We would to assign a real number representing the plausibility that a proposition A is true given the knowledge that B is true. This is denoted

$$ A | B $$

And is pronounced ‘A given B’. This is a real number! It is not a probability, it is not in \([0, 1]\): in fact we know nothing about it other than that it is a real number.

# Qualitative correspondence with common sense

We then *choose* to view larger real numbers as representing a higher degree of plausibility. This is an intuitive and natural choice, but is not necessary. We also would like consistency with the rules of Boolean logic: eg. A+B|C represents the plausibility that at least one of A or B is true given C.

As for correspondence with common sense, for example: if C’ represents new information built upon C, then

$$(A|C') > (A|C)$$ we expect $$(AB|C') > (AB|C)$$ so long as $$(B|C') = (B|C)$$

## Consistency

Jaynes posits the following consistency axioms for the robot:

If a conclusion can be reasoned out in more than one way, then every possible way must lead to the same result.

The robot always takes into account all of the evidence it has relevant to a question. It does not arbitrarily ignore some of the information, basing its conclusions only on what remains. In other words, the robot is completely non-ideological.

The robot always represents equivalent states of knowledge by equivalent plausibility assignments.
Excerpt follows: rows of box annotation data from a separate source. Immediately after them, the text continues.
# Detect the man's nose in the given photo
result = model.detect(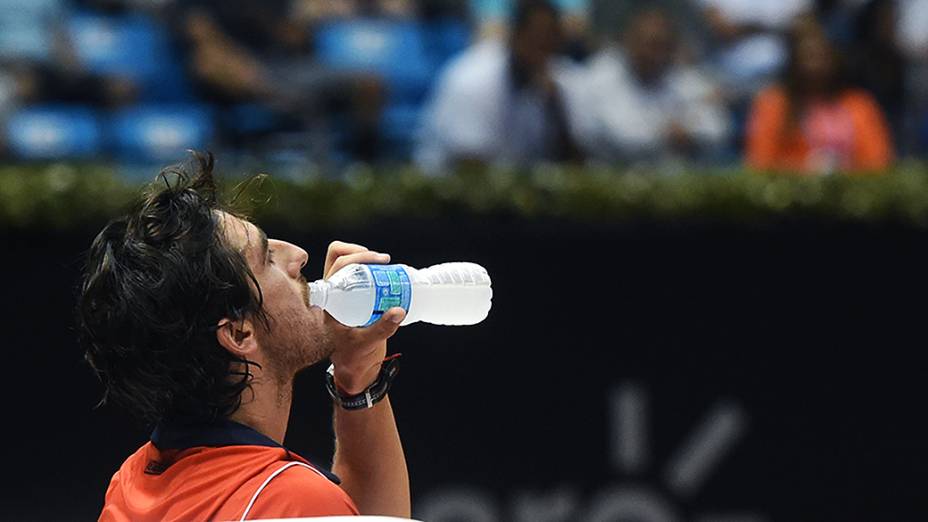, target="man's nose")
[286,243,309,279]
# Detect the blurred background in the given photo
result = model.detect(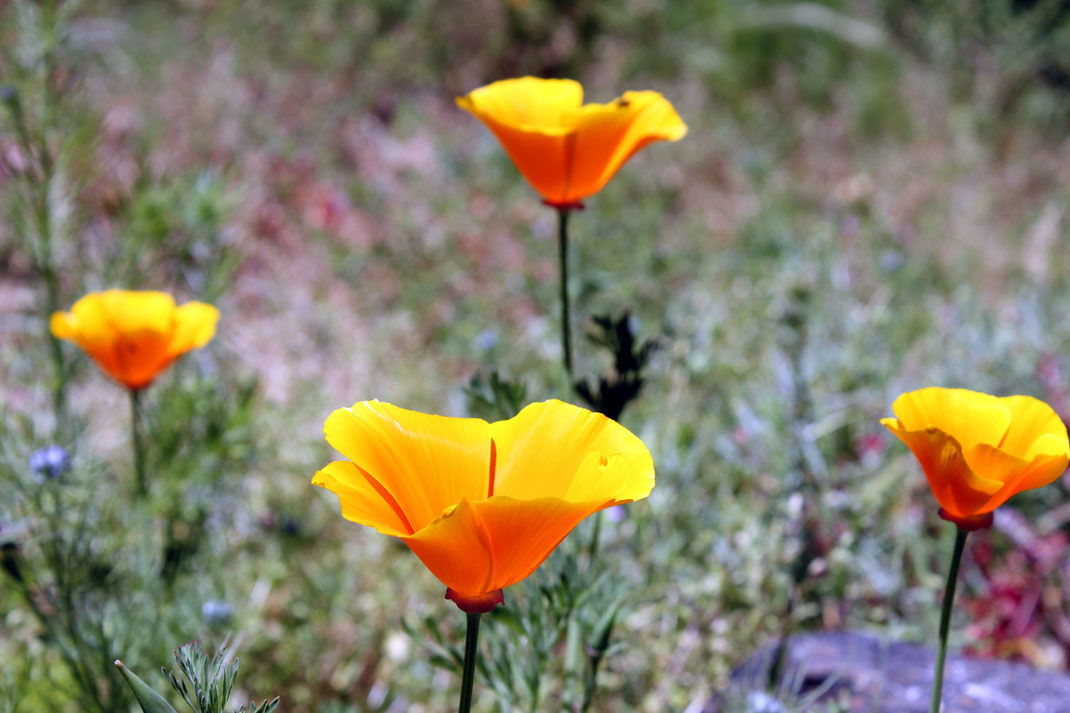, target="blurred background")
[6,0,1070,713]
That is, if in two problems the robot’s state of knowledge is the same (except perhaps for the labeling of the propositions), then it must assign the same plausibilities in both.

And that’s all. The previous desiderata about common sense, and real numbers, along with these consistency guarantees are enough to develop a mathematical theory of plausible reasoning (ie. probability theory). Notice there is no mention of the familiar axioms of probability theory. Although this is a different formulation, Jaynes insists that he (and theory) agree with Kolmogorov’s results without any of the messiness of measure theory and infinite paradoxy.

# What about \(P(x)\)?

Through some relatively straightforward derivation (and references to exhaustive proofs) Jaynes develops the rules of probability that are familiar. For example, we might like to know what (AB|C) is, and the solution involves finding a solution to the equation

$$ (AB|C) = F[(B|C), (A|BC)] $$

This is all in the first two chapters of the book. The rest goes onto develop familiar distributions and techniques using this robot I’m still working through it, but the basic premise is compelling.